This is an important topic, but why post it here on HN? More and more posts are general news now. There are so many places for these discussions other than a technology oriented message board.
I've been reading for 10+ years and it seems to come in waves. Usually it clears up after a few posters push back. I rarely complain about it, but the past few months seemed to be especially high volume. I posted a few comments to signal that awareness. To me, that's participating in my community.
I've read the guidelines many times. The second paragraph seems to indicate this post would be off-topic.
"Off-Topic: Most stories about politics, or crime, or sports, or celebrities, unless they're evidence of some interesting new phenomenon. Videos of pratfalls or disasters, or cute animal pictures. If they'd cover it on TV news, it's probably off-topic."
I appreciate your caring about the quality of HN! With users who care, we can hopefully survive.

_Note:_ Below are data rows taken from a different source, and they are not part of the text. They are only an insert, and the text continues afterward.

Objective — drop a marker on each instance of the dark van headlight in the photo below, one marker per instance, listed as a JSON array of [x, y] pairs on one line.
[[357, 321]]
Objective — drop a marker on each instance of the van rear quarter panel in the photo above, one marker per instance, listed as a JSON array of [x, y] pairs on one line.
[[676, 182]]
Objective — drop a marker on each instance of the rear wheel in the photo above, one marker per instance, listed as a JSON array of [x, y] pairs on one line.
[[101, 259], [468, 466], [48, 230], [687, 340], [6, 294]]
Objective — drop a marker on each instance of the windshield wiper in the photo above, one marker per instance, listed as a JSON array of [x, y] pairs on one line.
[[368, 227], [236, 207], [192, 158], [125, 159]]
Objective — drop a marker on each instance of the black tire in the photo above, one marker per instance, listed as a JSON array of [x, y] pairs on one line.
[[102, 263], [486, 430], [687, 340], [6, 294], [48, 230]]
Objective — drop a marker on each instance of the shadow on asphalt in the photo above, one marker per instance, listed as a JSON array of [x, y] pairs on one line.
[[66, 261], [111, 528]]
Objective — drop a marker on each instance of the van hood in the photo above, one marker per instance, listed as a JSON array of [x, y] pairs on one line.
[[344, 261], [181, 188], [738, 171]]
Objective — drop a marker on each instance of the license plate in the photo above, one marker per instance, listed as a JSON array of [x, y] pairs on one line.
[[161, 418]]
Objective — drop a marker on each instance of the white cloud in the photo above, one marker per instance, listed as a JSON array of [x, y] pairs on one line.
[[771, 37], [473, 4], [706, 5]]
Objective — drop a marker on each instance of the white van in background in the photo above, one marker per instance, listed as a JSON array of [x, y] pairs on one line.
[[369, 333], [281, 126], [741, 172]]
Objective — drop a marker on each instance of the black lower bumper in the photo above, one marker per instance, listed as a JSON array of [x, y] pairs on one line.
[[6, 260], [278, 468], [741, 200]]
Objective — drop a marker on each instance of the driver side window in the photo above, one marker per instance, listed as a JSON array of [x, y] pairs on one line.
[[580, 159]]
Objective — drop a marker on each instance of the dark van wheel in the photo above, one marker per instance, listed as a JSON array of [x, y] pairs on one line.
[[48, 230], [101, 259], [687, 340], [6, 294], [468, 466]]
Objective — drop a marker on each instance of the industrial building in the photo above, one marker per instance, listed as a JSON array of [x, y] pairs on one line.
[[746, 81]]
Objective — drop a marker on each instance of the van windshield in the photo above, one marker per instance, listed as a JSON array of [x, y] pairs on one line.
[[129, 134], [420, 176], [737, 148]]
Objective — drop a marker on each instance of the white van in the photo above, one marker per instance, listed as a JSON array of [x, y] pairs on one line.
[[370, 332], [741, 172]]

There's a fat but fuzzy area in the Venn diagram where these things overlap - for example some stories are both intellectually interesting and have a political dimension. Those stories, or at least some of them, can still be on topic for HN. Opinions inevitably differ about which ones belong vs. which ones should be excluded.

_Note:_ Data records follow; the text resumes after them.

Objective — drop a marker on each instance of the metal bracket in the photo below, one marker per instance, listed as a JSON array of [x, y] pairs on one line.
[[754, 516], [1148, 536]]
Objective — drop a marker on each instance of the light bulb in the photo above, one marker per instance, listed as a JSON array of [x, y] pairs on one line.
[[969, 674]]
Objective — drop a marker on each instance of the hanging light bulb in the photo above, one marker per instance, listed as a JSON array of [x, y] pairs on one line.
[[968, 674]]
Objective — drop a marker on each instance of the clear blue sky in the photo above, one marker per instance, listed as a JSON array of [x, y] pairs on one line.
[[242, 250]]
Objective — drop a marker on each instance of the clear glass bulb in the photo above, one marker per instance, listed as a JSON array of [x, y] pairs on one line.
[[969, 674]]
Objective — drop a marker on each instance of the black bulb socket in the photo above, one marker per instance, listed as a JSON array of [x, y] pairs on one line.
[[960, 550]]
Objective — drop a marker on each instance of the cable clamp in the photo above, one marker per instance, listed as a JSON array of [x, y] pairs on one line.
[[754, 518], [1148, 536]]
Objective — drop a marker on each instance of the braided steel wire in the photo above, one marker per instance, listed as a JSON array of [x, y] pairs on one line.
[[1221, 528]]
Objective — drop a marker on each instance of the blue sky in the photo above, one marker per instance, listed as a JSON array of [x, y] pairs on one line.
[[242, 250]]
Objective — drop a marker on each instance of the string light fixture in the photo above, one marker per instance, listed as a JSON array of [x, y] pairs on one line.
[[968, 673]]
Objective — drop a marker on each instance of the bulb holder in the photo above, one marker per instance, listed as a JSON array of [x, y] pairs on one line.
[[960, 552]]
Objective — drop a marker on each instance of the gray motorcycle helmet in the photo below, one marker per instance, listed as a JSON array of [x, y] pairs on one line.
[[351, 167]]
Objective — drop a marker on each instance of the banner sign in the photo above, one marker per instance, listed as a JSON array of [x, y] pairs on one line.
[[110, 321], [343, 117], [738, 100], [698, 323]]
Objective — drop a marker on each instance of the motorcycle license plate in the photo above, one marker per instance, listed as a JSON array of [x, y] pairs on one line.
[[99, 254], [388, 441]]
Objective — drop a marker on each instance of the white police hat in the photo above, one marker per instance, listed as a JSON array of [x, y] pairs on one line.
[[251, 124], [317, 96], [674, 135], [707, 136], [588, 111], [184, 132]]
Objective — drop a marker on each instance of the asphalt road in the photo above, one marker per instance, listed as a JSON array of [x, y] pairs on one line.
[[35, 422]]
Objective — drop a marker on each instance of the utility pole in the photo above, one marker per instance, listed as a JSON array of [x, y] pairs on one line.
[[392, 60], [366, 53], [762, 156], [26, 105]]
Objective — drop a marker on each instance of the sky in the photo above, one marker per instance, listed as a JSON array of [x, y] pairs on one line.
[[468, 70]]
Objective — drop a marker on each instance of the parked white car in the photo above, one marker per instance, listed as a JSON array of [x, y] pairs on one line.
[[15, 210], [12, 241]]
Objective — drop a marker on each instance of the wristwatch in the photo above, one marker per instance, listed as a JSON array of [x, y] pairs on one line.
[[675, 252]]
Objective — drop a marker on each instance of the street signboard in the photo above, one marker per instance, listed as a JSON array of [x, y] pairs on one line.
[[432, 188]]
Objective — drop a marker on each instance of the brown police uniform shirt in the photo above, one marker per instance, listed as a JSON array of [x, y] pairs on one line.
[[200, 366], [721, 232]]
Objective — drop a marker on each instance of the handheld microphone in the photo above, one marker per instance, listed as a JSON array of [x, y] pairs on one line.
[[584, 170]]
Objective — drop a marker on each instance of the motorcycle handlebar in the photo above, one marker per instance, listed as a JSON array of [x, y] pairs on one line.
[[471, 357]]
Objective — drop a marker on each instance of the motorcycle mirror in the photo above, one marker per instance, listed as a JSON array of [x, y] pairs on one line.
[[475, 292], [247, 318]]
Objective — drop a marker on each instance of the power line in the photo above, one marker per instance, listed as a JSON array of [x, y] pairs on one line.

The feeling that HN has changed significantly in recent months or even recent years is often due to random (or maybe seasonal) fluctuations. It usually reverts back. For example, see https://news.ycombinator.com/item?id=17014869.
For what it's worth, I've been looking at HN front-page activity since 2007. I've recently classified the most frequently-appearing sites to give a breakdown of what type of content appears on the front page (as typified by site). Taking two arbitrary years, 2009 (after HN got reasonably established) and 2022 (most recent full year data), what's notable is that general news sites are less prevalent, and that programming content (mostly links to specific languages and/or source repos) more prevalent in the more recent period.
- The "(mean)" columns have bad data, I need to fix my code. The others should be reasonable.
- "UNCLASSIFIED" are sites I've not manually classified. They tend to follow roughly the same overall distribution, though more blogs and fewer news sources.
- "n/a" are posts without a site, typically an "Ask", "Tell", "Who's Hiring", or similar post.
Keep in mind that even "general news" is often about science, technology, or tech-adjacent business, legislation, court decisions, etc.
Update on the votes/comments/mean values: turns out that the votes and comments counters were also bad, given my accumulator code (I'd thought this was a reporting issue). The story counts are legit however.
(I was counting "stories" as both "votes" and "comments", which is obvious on eyeballing the values. The difference between "++" and "+= votes / += comments". Sigh.)
It is, however, very much against too much repetition of the same few topics, and this is probably one of those.